Je partage sur Facebook les articles qui me touchent sans doute parce qu’ils rencontrent les convictions qui étaient déjà les miennes le « jour d’avant » :

  • certitude que la pandémie dans son développement ultra rapide est une conséquence de notre colonisation insensée du monde, que ce que nous vivons est un symptôme parmi tant d’autres (déclin de la biodiversité, épuisement des ressources du sol, gaz à effet de serre dont l’inertie dans l’atmosphère nous promet des jours et des nuits torrides pour au moins 30 ans, etc.) d’un effondrement civilisationnel ;
  • passion pour les controverses scientifiques, mais méfiance dès lors qu’elles risquent de se réduire à des affects et qu’elles sont utilisées comme des leviers d’action politique ;
  • colère contre les mensonges d’État et contre un gouvernement qui demande à la réalité de se plier à sa parole, et par conséquent nécessité de la rue et de son débordement pour dire que je ne suis pas dupe ;
  • conviction que l’exercice de la démocratie est dans l’action mais surtout pas dans le rituel du vote, la démocratie représentative ayant été un choix historique de confiscation du pouvoir ;
  • haine sourde de l’incarnation policière, gendarmesque et médiatique de la surveillance et de la répression d’État ;
  • colère contre les lobbys industriels qui n’ont d’autre souci que d’étendre leur influence, leurs finances et leur emprise sur les désirs, de nous endormir avec du sucre et des produits transformés, en somme de nous empoisonner (de Coca-Cola aux dernières aberrations des alchimistes du véganisme qui tentent de créer des substituts de viande et de fromage) ;
  • confiance dans la médecine et admiration sans borne pour les professionnels qui sauvent des vies : cette médecine dite « conventionnelle » que l’on décrie parfois au nom des médecines traditionnelles, plus lointaines, plus anciennes, plus mystérieuses et plus proches des ressources naturelles (et je peux entendre certains arguments, m’ouvrir à d’autres cultures, j’y fais mon miel aussi), mais jusqu’à preuve du contraire, c’est bien la médecine conventionnelle qui m’a relevé trois fois, quatre, je ne sais même plus, et qui fait que je suis là ;
  • confirmation de mes choix de vie au quotidien qui rendent le confinement (à l’exception du principe d’assignation à résidence) tout à fait supportable : do it yourself pour tout ou presque (du pain au levain aux coups de ciseaux dans les cheveux), désertion des boutiques (vêtements colorés de sueur et de sang, cosmétiques empoisonnés, boulangeries qui carburent aux intrants, supermarchés de la dépression), bannissement des détergents (de l’eau de javel au shampoing).
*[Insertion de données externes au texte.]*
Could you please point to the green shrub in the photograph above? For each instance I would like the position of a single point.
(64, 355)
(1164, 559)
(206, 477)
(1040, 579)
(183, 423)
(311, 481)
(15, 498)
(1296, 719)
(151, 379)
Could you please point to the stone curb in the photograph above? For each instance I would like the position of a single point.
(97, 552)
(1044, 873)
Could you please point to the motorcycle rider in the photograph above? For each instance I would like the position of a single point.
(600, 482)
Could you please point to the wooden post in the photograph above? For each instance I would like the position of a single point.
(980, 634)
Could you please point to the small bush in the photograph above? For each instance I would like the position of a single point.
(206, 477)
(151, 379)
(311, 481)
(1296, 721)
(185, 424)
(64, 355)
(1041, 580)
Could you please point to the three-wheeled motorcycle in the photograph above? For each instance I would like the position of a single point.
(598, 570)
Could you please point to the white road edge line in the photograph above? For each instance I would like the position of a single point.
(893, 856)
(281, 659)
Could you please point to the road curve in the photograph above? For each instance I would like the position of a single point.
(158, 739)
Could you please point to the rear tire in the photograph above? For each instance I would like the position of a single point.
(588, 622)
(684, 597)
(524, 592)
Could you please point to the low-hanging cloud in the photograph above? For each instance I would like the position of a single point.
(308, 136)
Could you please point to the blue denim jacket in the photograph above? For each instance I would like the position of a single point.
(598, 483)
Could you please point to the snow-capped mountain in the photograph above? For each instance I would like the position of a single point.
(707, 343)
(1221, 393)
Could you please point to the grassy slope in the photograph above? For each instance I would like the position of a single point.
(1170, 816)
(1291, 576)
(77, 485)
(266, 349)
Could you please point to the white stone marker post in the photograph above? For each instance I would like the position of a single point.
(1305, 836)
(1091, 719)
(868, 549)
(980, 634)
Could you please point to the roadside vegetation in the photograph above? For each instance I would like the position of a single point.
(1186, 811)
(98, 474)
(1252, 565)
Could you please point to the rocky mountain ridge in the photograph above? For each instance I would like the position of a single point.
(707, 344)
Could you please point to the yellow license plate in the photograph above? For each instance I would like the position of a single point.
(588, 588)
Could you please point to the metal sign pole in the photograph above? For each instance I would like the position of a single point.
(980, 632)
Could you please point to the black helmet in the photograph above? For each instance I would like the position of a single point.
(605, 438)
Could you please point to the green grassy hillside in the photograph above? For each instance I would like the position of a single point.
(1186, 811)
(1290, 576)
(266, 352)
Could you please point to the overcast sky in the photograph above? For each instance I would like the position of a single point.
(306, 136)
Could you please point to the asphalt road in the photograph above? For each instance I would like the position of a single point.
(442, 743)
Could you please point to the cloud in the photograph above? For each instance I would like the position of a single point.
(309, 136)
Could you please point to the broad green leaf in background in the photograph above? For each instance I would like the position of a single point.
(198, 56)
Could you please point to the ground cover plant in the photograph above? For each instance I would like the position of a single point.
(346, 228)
Mais, sur l’origine du virus, sur les choix stratégiques qui engagent la collectivité, je ne sais fichtre rien. Reprendre le travail « présentiel » en mai : pourquoi ; pourquoi pas. Mon avis personnel ne compte pas (ou plutôt ne compte que pour moi et pour quelques personnes que cela intéresse). Il changera demain, et encore après-demain peut-être. Je discute avec des amis (les vivants et les morts, les intellectuels et les corporels, les philosophes de l’Antiquité et les poètes américains), nous pouvons nous confirmer sur nos terrains intellectuels et imaginaires, cela peut nous aguerrir ou nous consoler, mais nous n’embrasserons jamais le toussotement actuel de la condition humaine. Finalement, dans le flot inédit d’informations mondiales sur un même sujet, véhiculées par des médias et des réseaux sociaux dont la structure et les moyens de diffusion créent une abondance de texte, d’image et de son, avec des variantes infinies de traitement, des points de vue mainstream et d’autres dissidents, des montages hasardeux ou géniaux, des contenus qui tendent à se viraliser, chacun peut voir midi à sa porte : voilà bien ma première certitude.

Donc, demain ne presse pas.

Le 11 mai, encore moins.

Explorons ce qui se passe aujourd’hui entre nos quatre murs.

Dormons.

Explorons demain encore.

Quand les mots et les vidéos nous fatiguent, jouons de la musique, dessinons.